Utility Economics will focus on the economic forces that drive utility decisions. It will explore the structure of the utility business and focus on profitable utility operations, for both ratepayers and shareholders. This course will describe how utility management makes cost revenue decisions and optimizes power system economics based on those decisions. Participants will attain a basic knowledge of generation economics to meet power system demand and will learn the impact of transmission and security constrained dispatch. This course will also provide a general overview of operational costs including fuel and how these prices impact utility economics.
Oltmanns specializes in building and using complex economic models and systems to perform comprehensive analysis in areas such as power generation plant analysis, resource and corporate planning, economic and financial analysis, and regulatory strategy and implementation
He has held a variety of positions since 1980 that have all involved economic analysis in one form or another, including rates, pricing and structuring, regulatory and policy analysis, and integrated resource planning. His current position with GE Energy allows him to take advantage of this diversity of experience, and help solve a range of problems from different perspectives. This experience also helps him to present and explain various subjects within the area of utility economics from different perspectives, connecting with students who have a variety of technical backgrounds.
Oltmanns wants students to learn that there are no black and white answers to many economics problems.
“There are often many unknowns, even more assumptions, and a variety of factors or variables that are changing,” he said “The ability to properly define and analyze a problem using economic theory, tools and techniques can often be more of an art than a science.”
A series of related events and career growth opportunities lead him to economics and his position at GE Energy. His first career opportunity was in utility distribution operations, followed by graduate studies in economics, which led to an economist position with a state regulatory agency. Then he came to a rates and regulatory position with an investor-owned utility, and so on.
“Each position I have held was related in some shape or form to the prior position, which evolved into new opportunities,” Oltmanns said.
He enjoys having the ability and flexibility to work on a variety of different projects or problem, which helps him keep his interest and energy level high, and also continues to broaden his skill set.

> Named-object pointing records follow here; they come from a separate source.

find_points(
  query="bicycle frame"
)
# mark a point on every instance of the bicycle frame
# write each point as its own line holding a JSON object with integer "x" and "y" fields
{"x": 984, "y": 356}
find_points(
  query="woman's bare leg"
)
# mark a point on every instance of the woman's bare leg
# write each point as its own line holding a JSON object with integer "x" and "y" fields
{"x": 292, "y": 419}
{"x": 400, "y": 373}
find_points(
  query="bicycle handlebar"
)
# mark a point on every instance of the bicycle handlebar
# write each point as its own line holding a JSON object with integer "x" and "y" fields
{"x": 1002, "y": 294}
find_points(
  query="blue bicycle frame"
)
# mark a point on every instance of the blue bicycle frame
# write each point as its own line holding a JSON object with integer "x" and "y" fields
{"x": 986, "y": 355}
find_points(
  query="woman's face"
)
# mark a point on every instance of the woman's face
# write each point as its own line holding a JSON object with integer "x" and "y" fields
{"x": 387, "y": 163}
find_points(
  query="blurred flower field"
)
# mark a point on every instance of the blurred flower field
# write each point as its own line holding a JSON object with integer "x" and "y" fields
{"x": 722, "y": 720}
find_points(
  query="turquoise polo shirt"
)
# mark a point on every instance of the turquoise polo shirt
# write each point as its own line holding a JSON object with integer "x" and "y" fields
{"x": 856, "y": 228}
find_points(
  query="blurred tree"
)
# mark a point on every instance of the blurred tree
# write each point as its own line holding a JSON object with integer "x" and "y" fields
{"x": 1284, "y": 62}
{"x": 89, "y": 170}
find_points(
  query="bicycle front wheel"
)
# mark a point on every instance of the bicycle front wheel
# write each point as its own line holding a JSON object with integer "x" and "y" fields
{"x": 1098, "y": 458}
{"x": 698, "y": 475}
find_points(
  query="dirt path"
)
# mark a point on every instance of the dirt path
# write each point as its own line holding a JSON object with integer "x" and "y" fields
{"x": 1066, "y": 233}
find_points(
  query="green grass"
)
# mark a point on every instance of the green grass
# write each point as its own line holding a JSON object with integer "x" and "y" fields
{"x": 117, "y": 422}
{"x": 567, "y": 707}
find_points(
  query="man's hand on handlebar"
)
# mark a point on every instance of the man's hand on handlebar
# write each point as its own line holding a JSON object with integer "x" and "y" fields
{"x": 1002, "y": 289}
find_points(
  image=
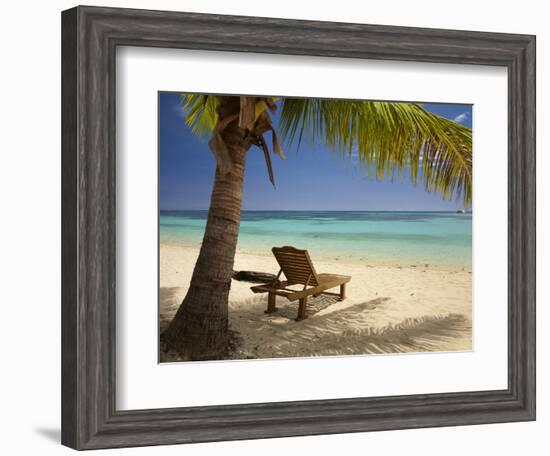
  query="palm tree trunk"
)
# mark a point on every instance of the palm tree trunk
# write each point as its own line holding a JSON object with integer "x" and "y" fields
{"x": 199, "y": 329}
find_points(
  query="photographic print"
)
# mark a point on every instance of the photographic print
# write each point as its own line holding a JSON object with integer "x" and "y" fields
{"x": 306, "y": 227}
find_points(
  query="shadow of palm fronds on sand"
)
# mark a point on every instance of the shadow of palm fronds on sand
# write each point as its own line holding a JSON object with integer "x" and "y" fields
{"x": 450, "y": 332}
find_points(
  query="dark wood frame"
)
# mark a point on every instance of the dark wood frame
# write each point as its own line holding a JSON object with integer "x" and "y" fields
{"x": 89, "y": 38}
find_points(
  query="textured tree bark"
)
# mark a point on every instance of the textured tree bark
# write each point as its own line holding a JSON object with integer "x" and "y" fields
{"x": 199, "y": 329}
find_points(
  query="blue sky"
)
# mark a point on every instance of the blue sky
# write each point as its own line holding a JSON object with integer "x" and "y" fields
{"x": 311, "y": 178}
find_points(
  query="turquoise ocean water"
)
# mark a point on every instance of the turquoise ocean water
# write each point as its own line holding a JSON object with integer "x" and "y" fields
{"x": 391, "y": 238}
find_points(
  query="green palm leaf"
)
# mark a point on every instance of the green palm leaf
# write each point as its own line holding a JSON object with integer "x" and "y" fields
{"x": 387, "y": 137}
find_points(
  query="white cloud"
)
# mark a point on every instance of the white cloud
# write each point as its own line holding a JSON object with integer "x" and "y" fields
{"x": 461, "y": 118}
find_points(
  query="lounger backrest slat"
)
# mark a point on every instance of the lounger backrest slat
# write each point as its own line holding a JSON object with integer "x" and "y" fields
{"x": 296, "y": 265}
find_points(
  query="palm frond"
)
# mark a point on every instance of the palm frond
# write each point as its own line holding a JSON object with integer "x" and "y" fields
{"x": 200, "y": 112}
{"x": 388, "y": 137}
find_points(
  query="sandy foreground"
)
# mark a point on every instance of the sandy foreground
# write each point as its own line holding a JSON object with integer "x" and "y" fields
{"x": 388, "y": 309}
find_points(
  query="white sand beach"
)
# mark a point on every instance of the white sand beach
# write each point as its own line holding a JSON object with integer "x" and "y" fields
{"x": 389, "y": 309}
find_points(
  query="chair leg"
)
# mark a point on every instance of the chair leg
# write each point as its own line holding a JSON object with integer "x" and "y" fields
{"x": 271, "y": 303}
{"x": 342, "y": 292}
{"x": 302, "y": 309}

“Extended periods of focus on a particular subject or issue often causes individuals to narrow their focus and lose the ability to expand their creative thinking ability,” Oltmanns said
When he can, Oltmanns tries to spend time outdoors. “When I can't, I enjoy reading and I'm always on the lookout for new books to enjoy,” he said. “Lately, my interest has been geared toward American history (much more interesting now than when I was in high school).”